Two coliphages, AR1 and LG1, were characterized based on their morphological, host range, and genetic properties. Transmission electron microscopy showed that both phages belonged to the Myoviridae; phage particles of LG1 were smaller than those of AR1 and had an isometric head 68 nm in diameter and a complex contractile tail 111 nm in length. Transmission electron micrographs of AR1 showed phage particles consisting of an elongated isometric head of 103 by 74 nm and a complex contractile tail 116 nm in length. Both phages were extensively tested on many strains of Escherichia coli and other enterobacteria. The results showed that both phages could infect many serotypes of E. coli. Among the enterobacteria, Proteus mirabilis, Shigella dysenteriae, and two Salmonella strains were lysed by the phages. The genetic material of AR1 and LG1 was characterized. Phage LG1 had a genome size of 49.5 kb compared to 150 kb for AR1. Restriction endonuclease analysis showed that several restriction enzymes could degrade DNA from both phages. The morphological, genome size, and restriction endonuclease similarities between AR1 and phage T4 were striking. Southern hybridizations showed that AR1 and T4 are genetically related.
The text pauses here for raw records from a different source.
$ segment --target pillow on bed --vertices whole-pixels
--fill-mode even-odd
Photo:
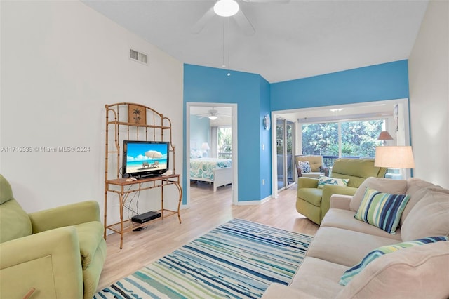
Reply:
[[[201,153],[199,151],[199,150],[190,149],[190,158],[196,159],[196,158],[201,158]]]

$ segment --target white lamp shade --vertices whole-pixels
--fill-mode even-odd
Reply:
[[[391,137],[390,133],[386,131],[382,131],[382,132],[380,132],[380,134],[379,134],[379,137],[377,137],[377,140],[393,140],[393,138]]]
[[[374,166],[390,168],[414,168],[415,160],[412,147],[376,147]]]
[[[220,17],[230,17],[239,11],[239,4],[234,0],[220,0],[213,6],[213,11]]]

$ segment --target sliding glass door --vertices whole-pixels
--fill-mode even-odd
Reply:
[[[276,125],[278,190],[280,190],[295,182],[295,124],[286,119],[277,119]]]

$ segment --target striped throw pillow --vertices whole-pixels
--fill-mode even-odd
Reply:
[[[367,187],[354,217],[394,234],[408,199],[407,194],[382,193]]]
[[[405,248],[407,247],[424,245],[429,243],[438,242],[438,241],[448,241],[448,237],[445,236],[429,237],[427,238],[418,239],[414,241],[402,242],[394,245],[387,245],[384,246],[379,247],[378,248],[376,248],[367,254],[358,264],[346,270],[340,278],[340,284],[341,284],[342,286],[346,286],[347,284],[348,284],[351,279],[352,279],[356,275],[357,275],[363,269],[365,269],[365,267],[370,263],[373,262],[376,258],[384,254],[391,253],[392,252],[397,251],[399,249]]]

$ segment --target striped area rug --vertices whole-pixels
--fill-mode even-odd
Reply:
[[[233,219],[94,298],[257,298],[288,284],[312,237]]]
The wide host ranges of phages AR1 and LG1 suggest that they may be useful as biocontrol, therapeutic, or diagnostic agents to control and detect the prevalence of E. coli in animals and food.

FIG. 1.

Transmission electron micrographs of bacteriophages LG1 (A) and AR1 (B). Bars, 100 nm. Magnifications, ×377,910.

FIG. 2.

Structures of the five known outer core OSs from the LPS of E. coli. The genes whose products catalyze formation of each linkage (the waa operon) are indicated. The figure was adapted from the work of Amor et al. (2).

FIG. 3.

Agarose (0.8%) gel (left) and corresponding Southern blots (right) of AR1, T4 ATCC 11303B4, and LG1 NdeI-digested genomic DNA. Whole-genomic, digoxigenin-labeled, NdeI-digested AR1 DNA was used as the probe for the Southern analysis. Lanes 1, lambda HindIII molecular size markers (2.0 to 23.0 kb); lanes 2, NdeI-digested AR1 genomic DNA; lanes 3, NdeI-digested T4 ATCC 11303B4 genomic DNA; lanes 4, NdeI-digested LG1 genomic DNA.